Effects of SGLT2 inhibitors on fractures and bone mineral density in type 2 diabetes: An updated meta‐analysis

Abstract Background The aim of the study is to update and determine the effects of sodium glucose cotransporter 2 (SGLT2) inhibitor therapy on fracture and bone mineral density (BMD) in patients with type 2 diabetes mellitus (T2DM). Methods We identified 27 eligible randomized controlled trials (RCTs) that compared the efficacy and safety of SGLT2 inhibitors to a placebo in 20 895 T2DM participants, with an average duration of 64.22 weeks. The relative risk (RR) of bone fracture and weighted mean difference (WMD) of changes in the BMD from baseline were determined to evaluate the risk of fracture. The degree of heterogeneity was evaluated by the I 2 statistic, and publication bias was estimated using a funnel plot and Egger test. Results The pooled RR was 1.02 (95% CI [0.81, 1.28]) with low heterogeneity, indicating that SGLT2 inhibitor treatment was not correlated with a higher risk of fracture.
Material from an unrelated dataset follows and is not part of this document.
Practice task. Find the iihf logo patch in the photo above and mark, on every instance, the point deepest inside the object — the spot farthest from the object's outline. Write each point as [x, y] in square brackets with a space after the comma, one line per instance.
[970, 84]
Additionally, no increased risk was found for patients with different ages, sexes, and levels of HbA1c and some biochemical indicators. Three trials with 1303 patients reported a change in the BMD from baseline. SGLT2 inhibitor treatment did not decrease the BMD at four skeletal sites (lumbar spine, femoral neck, total hip, and distal forearm), and the overall WMD was 0.08 (95% CI [−0.09, 0.26]). No significant publication bias was detected. Conclusions No increased risk for bone fracture was detected in patients with T2DM treated with SGLT2 inhibitors in this meta‐analysis. SGLT2 inhibitor therapy did not appear to affect bone health, but more long‐term detailed data are needed to validate this conclusion.